City OKs revised vehicle-for-sale rules

Miner Staff Writer

A revised ordinance for the parking of vehicles for sale was passed 6-0 by the Kingman City Council on Monday with one member absent.

The ordinance requires a city permit and written permission from the property owner where a vehicle is displayed.

The parking of vehicles for sale will be limited to dawn to dusk and the vehicles must be removed each evening.

The number sold per year and displayed on a single property at the same time will be limited.

The Kingman council heard many complaints about the original ordinance, which limited parking of vehicles for sale to residential property owned by the person who owned the vehicle.

Residents can call the city clerk at 753-8114 in 30 days for information on the new permits.

After public hearings, the council voted 6-0 to rezone a parcel south of Kino Avenue between Bank and Rainbow streets from rural residential to a combination of single- and multi-family residences.

The area will be known as Kino Ranch.

Dave Hollingsworth requested the rezoning.

A Lake Havasu City contractor will build the first houses.

A request for rezoning an area along Bank Street south of Kino Avenue in the same Kino Ranch development for commercial use will be considered after the Planning and Zoning Commission makes a recommendation at its March meeting.

The rezoning of property on the corner of Airway Avenue and Burbank Street for a commercial subdivision was postponed to the next council meeting at request of the developer, W.

L.

Nugent.

By a 5-1 vote, the council rejected recommendations by city staff and the Planning and Zoning Commission that more time be required for reviewing subdivision proposals.

Councilwoman Monica Gates supported the recommendation.

Developers and engineers have complained about the short time they have to respond to staff comments before the item goes to a council vote, but they said they did not want the subdivision approval process extended.

The council discussion emphasized the need for planning and zoning staff and the commission not to consider incomplete applications nor accept changes by developers made after the commission has recommended a project for approval or disapproval by the council.

Kingman Planning Director Tom Duranceau said the process is public and that hearings are scheduled to give residents a chance to review the proposals.

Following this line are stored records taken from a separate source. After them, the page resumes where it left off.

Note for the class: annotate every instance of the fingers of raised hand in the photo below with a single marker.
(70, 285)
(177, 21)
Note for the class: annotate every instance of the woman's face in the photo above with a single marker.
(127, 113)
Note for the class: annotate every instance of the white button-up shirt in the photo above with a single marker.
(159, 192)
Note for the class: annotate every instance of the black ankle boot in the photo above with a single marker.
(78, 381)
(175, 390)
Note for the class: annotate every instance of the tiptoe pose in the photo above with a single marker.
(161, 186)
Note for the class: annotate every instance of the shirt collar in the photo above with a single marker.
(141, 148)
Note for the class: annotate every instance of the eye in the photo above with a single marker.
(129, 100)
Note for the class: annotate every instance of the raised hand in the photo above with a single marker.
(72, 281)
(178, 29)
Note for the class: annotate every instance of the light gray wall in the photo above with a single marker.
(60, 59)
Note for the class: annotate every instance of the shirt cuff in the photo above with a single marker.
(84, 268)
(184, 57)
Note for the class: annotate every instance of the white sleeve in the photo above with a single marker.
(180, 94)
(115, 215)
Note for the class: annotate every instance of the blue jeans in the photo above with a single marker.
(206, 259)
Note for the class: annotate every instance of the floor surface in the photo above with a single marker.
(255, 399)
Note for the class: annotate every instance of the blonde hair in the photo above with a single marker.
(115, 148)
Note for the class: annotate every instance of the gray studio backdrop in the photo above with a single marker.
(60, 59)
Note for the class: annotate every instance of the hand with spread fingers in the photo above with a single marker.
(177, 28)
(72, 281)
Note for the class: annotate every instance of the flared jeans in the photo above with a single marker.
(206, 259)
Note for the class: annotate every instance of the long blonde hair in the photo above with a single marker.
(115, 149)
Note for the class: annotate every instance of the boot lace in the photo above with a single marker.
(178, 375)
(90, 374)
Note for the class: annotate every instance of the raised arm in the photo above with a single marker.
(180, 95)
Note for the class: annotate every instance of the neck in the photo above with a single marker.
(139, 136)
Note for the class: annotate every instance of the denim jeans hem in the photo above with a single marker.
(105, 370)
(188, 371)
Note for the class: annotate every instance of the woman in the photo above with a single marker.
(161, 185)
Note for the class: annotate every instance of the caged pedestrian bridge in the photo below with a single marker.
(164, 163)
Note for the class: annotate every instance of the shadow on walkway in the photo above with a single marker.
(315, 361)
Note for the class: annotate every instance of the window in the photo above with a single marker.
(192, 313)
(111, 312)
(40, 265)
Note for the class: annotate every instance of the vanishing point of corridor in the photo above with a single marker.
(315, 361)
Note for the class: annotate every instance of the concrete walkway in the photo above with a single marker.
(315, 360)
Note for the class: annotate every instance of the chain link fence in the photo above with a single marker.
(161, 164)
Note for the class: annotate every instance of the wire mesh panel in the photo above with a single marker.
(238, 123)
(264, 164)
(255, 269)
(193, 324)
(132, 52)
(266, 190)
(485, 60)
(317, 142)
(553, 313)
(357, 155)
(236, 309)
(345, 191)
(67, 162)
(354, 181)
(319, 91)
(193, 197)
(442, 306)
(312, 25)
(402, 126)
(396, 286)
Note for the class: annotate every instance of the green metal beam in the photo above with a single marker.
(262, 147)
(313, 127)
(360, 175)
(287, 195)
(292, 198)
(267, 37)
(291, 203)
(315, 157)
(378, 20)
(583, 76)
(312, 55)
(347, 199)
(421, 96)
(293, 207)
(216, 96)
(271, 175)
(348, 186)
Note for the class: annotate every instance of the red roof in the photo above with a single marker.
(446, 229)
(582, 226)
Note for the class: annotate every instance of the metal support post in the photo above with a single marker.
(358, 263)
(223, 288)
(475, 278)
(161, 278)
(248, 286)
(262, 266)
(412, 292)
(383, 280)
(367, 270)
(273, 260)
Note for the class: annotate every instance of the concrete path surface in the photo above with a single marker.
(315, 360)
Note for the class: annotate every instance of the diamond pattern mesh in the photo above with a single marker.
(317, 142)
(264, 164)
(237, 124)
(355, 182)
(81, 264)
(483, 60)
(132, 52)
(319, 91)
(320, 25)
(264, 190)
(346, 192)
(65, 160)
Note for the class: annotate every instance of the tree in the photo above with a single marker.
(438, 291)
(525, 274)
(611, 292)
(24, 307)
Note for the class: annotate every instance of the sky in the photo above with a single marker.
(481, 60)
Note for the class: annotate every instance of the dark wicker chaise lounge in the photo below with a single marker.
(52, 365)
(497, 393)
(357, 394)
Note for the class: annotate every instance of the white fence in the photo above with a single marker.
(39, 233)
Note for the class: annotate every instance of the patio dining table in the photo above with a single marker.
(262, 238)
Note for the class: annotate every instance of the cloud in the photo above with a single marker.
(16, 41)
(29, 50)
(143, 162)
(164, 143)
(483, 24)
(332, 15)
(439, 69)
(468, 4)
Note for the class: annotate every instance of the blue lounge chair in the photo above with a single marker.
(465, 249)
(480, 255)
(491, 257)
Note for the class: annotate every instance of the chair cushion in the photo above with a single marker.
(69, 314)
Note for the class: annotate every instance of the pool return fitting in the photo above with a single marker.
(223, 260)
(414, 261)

Last-minute changes take the public out of the process, he added.

The council approved the next steps toward annexation of a parcel off Hualapai Mountain Road near Seneca Street.

Property owned by Robert Richey and Robert Bennett would be included.

Richey plans a development and Bennett owns the storage units across from Seneca Street.

Parcels owned by Sean Wright and the Morton family would be excluded at their request.